Pero es que vean si no, cuánto tiempo se nos va en esperar, en planear, en anticipar. Si quisiera hacerse la moraleja visual, sería un poco como esa fumadera imaginaria de la otra tarde, bajando del suburbano: imaginen una estación de trenes, con los vagones abandonados y los andenes llenos de gente sentada, esperando, sin darse cuenta de que la plataforma en la que están tiene ruedas y va por sus propios rieles.
También están las esperas poéticas, de cuando te mueres de ganas de ver a alguien y estás temprano en el lugar de la cita, intentando hacerte el casual mientras el mundo pasa alrededor y tu esperas, esperas y-si eres un poco como yo- te malviajas y comienzas a imaginar un horrrendo accidente de tráfico o una retorcida historia de indecisiones. La angustia, sin embargo, cesa cuando miras a tu alrededor y de pronto los descubres (a veces más, otras menos dependiendo de que tan originales hayan sido para elegir el lugar de encuentro): cara de circunstancia, aire de nada, revisión compulsiva del reloj, el celular, el cabello. Son tus compañeros de penelopez, la comunidad efímera de los esperanzados, a la que perteneces en lo que no llegue tu viaje a llevarte a otro lado. Mientras tanto, tú y todos ellos estarán haciendo el recorrido lento, casual, de los alrededores, cual auténticos ventiladores con el botoncito apachurrado.

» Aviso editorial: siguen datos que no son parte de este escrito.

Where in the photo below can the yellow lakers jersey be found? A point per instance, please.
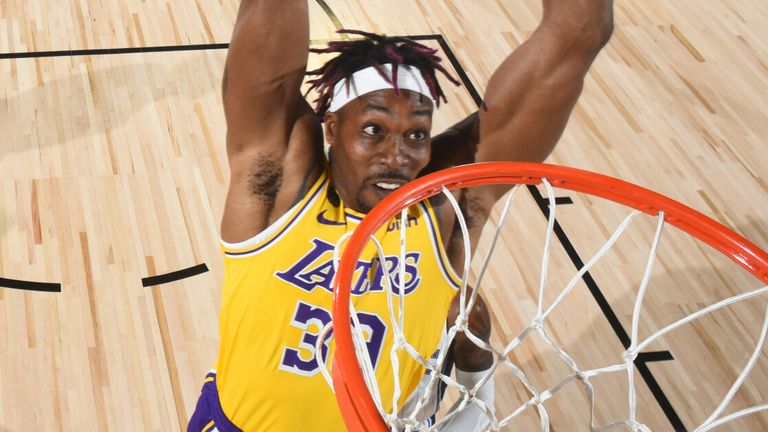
(277, 298)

Cada que estoy en una de esas situaciones me encanta ponerme a ver a los vecinos esperanzados; intentar adivinar exactamente a quién esperan y sorprenderme cuando el susodicho llega y se ven sus caras cambiar, abrirse y ¡milagro! resulta que pueden hablar y sonreír, o en algunos casos, que son de la extraña especie de los prácticos, e iniciar una discusión urgente sin entrar en protocolos previos. La otra tarde, cuando esperaba a la Tat en Bellas Artes (lugar nada original y por ello muy entretenido) me puse a observar a la chica de al lado, que a todas luces era de la comunidad, como evidenciaba el paquete de galletas que sostenía sobre sus piernas, mientras torcía y destorcía compulsivamente su lacito. Ejem, claro, la chica además tenía bellas botas, bello abrigo, bellas piernas y un pelito rubio despeinado-pero-porque-soy-interesante, así es que no fui la única en fijarme en ella y al poco rato llegó un tipo con una cámara y le tomó fotos para no me acuerdo qué revista. Es que hay esperas que se vuelven fotogénicas.

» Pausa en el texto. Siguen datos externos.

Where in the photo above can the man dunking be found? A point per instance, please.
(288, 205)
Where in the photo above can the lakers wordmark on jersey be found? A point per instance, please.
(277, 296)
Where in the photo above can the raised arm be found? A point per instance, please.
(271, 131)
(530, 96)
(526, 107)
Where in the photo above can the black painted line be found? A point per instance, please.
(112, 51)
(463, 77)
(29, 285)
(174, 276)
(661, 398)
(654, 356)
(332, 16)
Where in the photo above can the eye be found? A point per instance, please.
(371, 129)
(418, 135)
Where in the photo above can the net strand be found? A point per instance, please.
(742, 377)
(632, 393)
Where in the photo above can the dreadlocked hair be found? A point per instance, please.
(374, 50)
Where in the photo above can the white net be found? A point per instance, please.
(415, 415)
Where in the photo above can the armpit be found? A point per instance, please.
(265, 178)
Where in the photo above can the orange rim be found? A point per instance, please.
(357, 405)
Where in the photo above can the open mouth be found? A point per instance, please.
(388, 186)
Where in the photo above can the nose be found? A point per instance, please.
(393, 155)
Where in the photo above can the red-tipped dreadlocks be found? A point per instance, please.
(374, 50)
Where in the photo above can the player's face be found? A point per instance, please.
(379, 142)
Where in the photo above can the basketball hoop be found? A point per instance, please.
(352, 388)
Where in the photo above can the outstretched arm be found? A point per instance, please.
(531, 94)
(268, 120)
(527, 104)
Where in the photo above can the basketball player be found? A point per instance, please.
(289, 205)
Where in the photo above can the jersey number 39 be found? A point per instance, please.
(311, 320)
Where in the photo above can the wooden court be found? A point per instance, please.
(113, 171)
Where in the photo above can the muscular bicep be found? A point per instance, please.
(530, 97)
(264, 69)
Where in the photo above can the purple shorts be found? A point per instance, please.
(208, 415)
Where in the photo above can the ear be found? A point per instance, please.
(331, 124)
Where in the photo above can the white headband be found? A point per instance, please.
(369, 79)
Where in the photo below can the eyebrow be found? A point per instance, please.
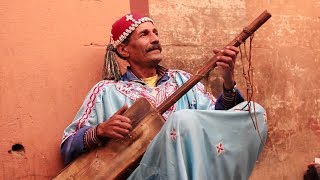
(147, 30)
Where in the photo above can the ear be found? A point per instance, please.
(123, 50)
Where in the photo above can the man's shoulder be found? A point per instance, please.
(104, 83)
(173, 72)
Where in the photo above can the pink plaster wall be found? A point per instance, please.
(51, 55)
(285, 59)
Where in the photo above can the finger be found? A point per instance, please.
(233, 48)
(122, 118)
(216, 51)
(124, 125)
(223, 65)
(121, 131)
(122, 109)
(116, 135)
(228, 52)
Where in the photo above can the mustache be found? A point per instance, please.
(154, 47)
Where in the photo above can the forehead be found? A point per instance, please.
(145, 26)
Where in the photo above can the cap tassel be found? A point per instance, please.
(111, 69)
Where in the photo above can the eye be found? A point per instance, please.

Y bueno, mientras los otros se van salvando a tu alrededor, y ves sus caras metamorfosearse de sus defensas contra soledad hacia las caras de estúpida felicidad que todos los encuentros tienen (véanse si no las salas de llegada de aeropuertos y otras estaciones, tan llenas de amor contagioso), puedes pasar tu tiempo aún sintiendo complicidad con los que se quedan, apostando silenciosamente quién será el primero en salir o inventándote el capítulo previo que llevó a que estos recién encontrados de al lado se estén gritando a los 0.5 minutos de haberse visto, o el capítulo siguiente del encuentro de la chica linda y sus galletas con el ñango de traje que viene corriendo porque de seguro llegó tardísimo. Si es que me esperas a mi, ¿me los podrías contar cuando llegue?